„Abiturwahn“


Ich bin in den letzten Tagen häufiger über Artikel gestolpert, in denen vor dem „Abiturwahn“ gewarnt wurde. Immer mehr Schüler_innen bekämen immer bessere Abiturs.

Hintergrund dieser Warnungen scheinen die Forderungen aus der Wirtschaft zu sein, die Anzahl von Studierenden aus nicht-akademischen Elternhaus zu erhöhen. So hieß es im Oktober 2012 in der FAZ:

Viele heimische Bildungspolitiker dürften sich über den Trend freuen, denn sie bekommen seit Jahr und Tag von der Organisation für wirtschaftliche Zusammenarbeit und Entwicklung (OECD) in Paris vorgebetet: Um Wohlstand zu steigern und soziale Ungleichheit zu bekämpfen, muss die Bildung verbessert werden, und dazu braucht Deutschland mehr Akademiker. […] Seitdem ziehen die Verantwortlichen alle Register, um den „Abiturwahn“, wie der Präsident des Deutschen Lehrerverbands, Josef Kraus, es nennt, voranzutreiben. Abi, na und?

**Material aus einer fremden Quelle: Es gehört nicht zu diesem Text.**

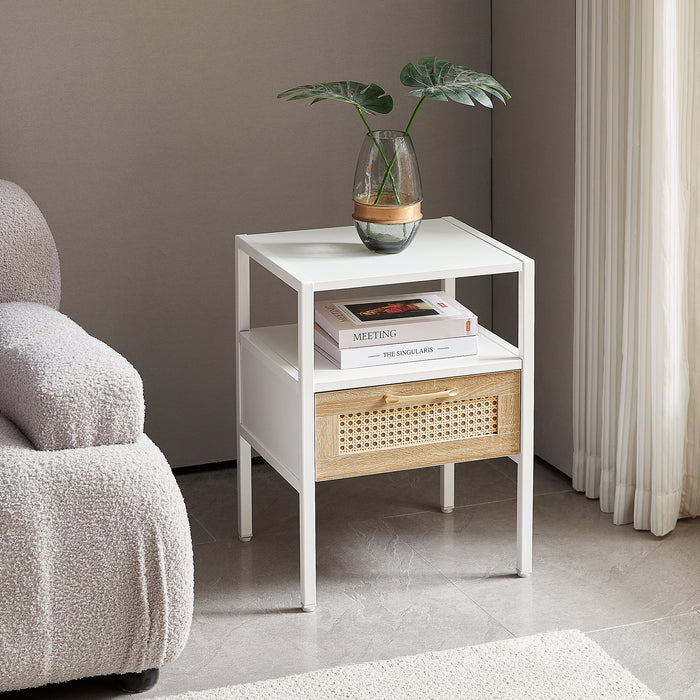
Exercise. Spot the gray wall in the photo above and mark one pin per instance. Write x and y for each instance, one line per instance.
(149, 134)
(533, 195)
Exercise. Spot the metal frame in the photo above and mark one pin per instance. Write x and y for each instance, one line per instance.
(306, 484)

Und auch in der Wirtschaftswoche (Die Inflation des Abiturs) wird das Bestreben aus der Wirtschaft, die Anzahl von Studierenden mit nichtakademischer Herkunft zu erhöhren, verantwortlich gemacht für die Senkung des Bildungniveaus.
Zum Ende des Artikels heißt es dort:

Die OECD oder der Stifterverband definieren irgendwelche Ziele, zum Beispiel eine Studierquote von Nichtakademikerkindern – und die Schulen und Hochschulen laufen ihnen wie geprügelte Hunde hinterher. Lehrer sind dadurch zu Dienstleistern und Schulleiter zu Managern umfirmiert. Sie sorgen nicht mehr für Bildungserlebnisse, sondern optimieren die Zahlen. Ihr Antrieb soll sein, dass Eltern ihre Kinder bei Ihnen anmelden und möglichst viele von diesen die Schule mit einem möglichst guten Abiturzeugnis verlassen. Und da die Nichtakademikerkinder nicht klüger werden, nutzt man halt die oben beschriebenen Taschenspieltricks.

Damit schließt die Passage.